Wednesday, September 7, 2011

Regarding the Evangelical Kerfuffle about the Historicity of Adam and Eve

Science was the best vehicle for determining whether Galileo was right. Church leaders who feared the crumbling of their Aristotelian theologies were not the best persons to make such a determination. Likewise, the discipline of history is the best vehicle for determining the historicity of Adam and Eve. Church leaders who fear the crumbling of their evangelical theologies are not the best persons to make such a determination. (By the way, non-sectarian historians overwhelmingly say there is absolutely no evidence for historicity in this regard.)

Theologies come and go -- patristic, scholastic, humanistic, fundamentalist, evangelical, progressive. The truth of the gospel is not dependent on our speculative theologies, nor is it threatened by a mythical understanding of any part of the biblical narrative. There is something good in each of these and other theologies, but they are not the gospel.

Regarding the idea that Moses wrote any part of the Bible, the written form of the Hebrew language emerged at the end of the second millennium BCE or the beginning of the first. Moses is supposed by Christian tradition to have been born around 1600, at a time before there would have been written Hebrew. The emergence of Hebrew script at the turn of the millennium aligns with mainline scholarly consensus that the earliest portions of the Torah were written around the time of David.

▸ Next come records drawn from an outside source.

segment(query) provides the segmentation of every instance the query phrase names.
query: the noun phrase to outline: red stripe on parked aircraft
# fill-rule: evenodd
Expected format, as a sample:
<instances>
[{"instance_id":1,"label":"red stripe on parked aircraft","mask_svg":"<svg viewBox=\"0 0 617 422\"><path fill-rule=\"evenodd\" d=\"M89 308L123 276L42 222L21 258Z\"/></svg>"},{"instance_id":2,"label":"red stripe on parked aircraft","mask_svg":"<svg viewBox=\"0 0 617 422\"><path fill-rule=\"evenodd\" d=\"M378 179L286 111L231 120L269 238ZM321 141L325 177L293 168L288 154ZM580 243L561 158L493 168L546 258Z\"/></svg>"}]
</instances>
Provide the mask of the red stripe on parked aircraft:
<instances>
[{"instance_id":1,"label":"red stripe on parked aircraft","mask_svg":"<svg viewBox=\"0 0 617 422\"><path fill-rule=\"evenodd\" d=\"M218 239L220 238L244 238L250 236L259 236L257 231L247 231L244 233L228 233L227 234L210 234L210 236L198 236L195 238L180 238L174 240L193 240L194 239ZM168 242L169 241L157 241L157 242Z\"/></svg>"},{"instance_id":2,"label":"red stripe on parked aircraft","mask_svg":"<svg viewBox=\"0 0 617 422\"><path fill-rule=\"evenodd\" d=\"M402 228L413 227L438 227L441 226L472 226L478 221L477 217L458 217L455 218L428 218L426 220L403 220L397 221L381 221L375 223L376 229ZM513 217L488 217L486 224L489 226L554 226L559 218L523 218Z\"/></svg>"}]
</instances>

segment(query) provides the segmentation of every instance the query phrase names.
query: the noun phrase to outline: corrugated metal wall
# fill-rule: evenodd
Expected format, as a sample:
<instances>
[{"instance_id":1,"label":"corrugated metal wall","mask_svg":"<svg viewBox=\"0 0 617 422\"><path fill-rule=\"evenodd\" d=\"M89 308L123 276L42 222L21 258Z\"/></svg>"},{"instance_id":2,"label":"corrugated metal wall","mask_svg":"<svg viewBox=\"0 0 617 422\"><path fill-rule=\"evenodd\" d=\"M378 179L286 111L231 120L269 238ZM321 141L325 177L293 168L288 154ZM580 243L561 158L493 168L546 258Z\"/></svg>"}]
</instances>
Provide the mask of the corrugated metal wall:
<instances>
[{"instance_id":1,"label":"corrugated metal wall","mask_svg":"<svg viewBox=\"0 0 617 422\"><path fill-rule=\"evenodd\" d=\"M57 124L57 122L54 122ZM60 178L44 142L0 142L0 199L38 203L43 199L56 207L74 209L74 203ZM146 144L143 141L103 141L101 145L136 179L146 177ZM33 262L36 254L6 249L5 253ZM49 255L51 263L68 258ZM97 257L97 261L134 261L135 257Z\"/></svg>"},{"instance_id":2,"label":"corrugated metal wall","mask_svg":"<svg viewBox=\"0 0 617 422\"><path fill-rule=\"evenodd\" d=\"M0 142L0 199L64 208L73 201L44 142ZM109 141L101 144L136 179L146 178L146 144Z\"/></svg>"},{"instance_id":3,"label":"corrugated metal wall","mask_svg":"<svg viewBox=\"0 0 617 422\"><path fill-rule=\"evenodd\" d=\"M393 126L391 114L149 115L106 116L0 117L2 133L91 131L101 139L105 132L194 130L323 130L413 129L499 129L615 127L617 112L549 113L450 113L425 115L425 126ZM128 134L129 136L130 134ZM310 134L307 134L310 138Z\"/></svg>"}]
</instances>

I am a Christian clergyperson. I am not trying to destroy the Bible, Christianity, the gospel, or salvation. None of these are harmed in any way by acknowledging the truth of our best critical understanding (which always changes anyway, because it is human understanding) of science and of history. If our theologies cannot stand the test of scientific or historical examination, we must change those theologies rather than stubbornly hold onto them because we're afraid to let them go. We've been changing our theologies for thousands of years. We can do it now, and the new theologies that emerge will become the next orthodoxy to guide a robust community of faith as long as it can continue to hold together. Then it will be time for the next theology to come along.